Question

Solve the following L.P.P. by graphical method:

Minimize: z = 8x + 10y

Subject to: 2x + y ≥ 7, 2x + 3y ≥ 15, y ≥ 2, x ≥ 0, y ≥ 0.

Answer 1

First we draw the lines AB, CD and EF whose equations are 2x + y = 7, 2x + 3y = 15 and y = 2 respectively.

Line	Equation	Points on the X-axis	Points on the Y-axis	Sign	Region
AB	2x + y = 7	A(3.5, 0)	B(0, 7)	≥	non-origin side of line AB
CD	2x + 3y = 15	C(7.5, 0)	D(0, 5)	≥	non-origin side of line CD
EF	y = 2	–	F(0, 2)	≥	non-origin side of line EF

The feasible region is EPQBY which is shaded in the graph. The vertices of the feasible region are P, Q and B(0, 7).

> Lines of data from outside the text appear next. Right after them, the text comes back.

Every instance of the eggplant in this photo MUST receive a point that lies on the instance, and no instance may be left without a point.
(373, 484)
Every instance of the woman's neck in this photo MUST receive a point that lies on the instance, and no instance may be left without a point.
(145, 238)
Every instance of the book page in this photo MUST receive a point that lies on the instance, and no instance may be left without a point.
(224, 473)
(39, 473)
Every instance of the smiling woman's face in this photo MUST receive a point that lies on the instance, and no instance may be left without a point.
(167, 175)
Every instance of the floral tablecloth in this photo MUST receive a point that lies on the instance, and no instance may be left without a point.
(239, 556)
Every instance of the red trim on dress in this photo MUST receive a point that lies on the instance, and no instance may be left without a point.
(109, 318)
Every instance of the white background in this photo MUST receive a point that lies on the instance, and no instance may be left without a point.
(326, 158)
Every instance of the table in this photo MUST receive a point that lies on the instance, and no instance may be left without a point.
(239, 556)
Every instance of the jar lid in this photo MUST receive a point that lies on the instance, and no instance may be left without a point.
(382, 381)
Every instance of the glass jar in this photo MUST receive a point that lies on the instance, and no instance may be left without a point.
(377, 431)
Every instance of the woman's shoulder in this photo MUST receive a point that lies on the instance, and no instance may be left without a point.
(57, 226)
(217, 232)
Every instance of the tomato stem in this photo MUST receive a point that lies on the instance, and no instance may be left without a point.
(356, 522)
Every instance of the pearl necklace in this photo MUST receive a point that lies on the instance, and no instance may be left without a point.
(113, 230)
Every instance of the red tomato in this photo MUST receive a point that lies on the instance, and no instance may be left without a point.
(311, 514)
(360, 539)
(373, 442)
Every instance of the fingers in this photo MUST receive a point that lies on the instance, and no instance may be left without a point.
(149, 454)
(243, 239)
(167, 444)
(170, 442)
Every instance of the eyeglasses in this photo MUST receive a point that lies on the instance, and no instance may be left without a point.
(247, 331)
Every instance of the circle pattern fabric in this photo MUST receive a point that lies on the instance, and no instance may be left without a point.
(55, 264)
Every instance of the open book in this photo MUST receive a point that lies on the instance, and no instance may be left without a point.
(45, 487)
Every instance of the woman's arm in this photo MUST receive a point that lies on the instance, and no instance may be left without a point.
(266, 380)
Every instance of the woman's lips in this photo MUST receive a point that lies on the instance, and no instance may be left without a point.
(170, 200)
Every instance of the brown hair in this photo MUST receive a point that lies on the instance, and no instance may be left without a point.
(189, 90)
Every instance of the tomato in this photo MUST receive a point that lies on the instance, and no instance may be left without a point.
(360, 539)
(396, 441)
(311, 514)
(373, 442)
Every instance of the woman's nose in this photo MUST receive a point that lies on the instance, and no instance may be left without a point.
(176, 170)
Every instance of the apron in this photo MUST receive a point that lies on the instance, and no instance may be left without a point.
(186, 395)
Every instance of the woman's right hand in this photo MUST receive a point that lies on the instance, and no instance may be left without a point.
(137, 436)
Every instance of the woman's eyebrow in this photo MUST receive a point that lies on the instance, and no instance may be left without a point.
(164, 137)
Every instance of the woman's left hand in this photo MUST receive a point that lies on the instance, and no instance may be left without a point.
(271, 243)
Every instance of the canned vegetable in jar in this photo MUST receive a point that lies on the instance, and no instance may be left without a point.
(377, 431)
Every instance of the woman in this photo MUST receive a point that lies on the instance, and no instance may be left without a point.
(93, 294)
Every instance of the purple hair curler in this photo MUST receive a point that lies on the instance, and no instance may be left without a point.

P is the point of intersection of the lines 2x + 3y = 15 and y = 2.

Substituting y = 2 in 2x + 3y = 15, we get

2x + 3(2) = 15

∴ 2x = 9

∴ x = 4.5 

∴ P = (4.5, 2)

Q is the point of intersection of the lines

2x + 3y = 15         .....(1)

and 2x + y = 7      .....(2)

On subtracting, we get

2y = 8

∴ y = 4

∴ from (2), 2x + 4 = 7

∴ 2x = 3

∴ x = 1.5

∴ Q = (1.5, 4)

The values of the objective function z = 8x + 10y at these vertices are

z(P) = 8(4.5) + 10(2)

= 36 + 20 

= 56

z(Q) = 8(1.5) + 10(4)

= 12 + 40 

= 52

z(B) = 8(0) + 10(7)

= 0 + 70

= 70

∴ z has minimum value 52, when x = 1.5 and y = 4.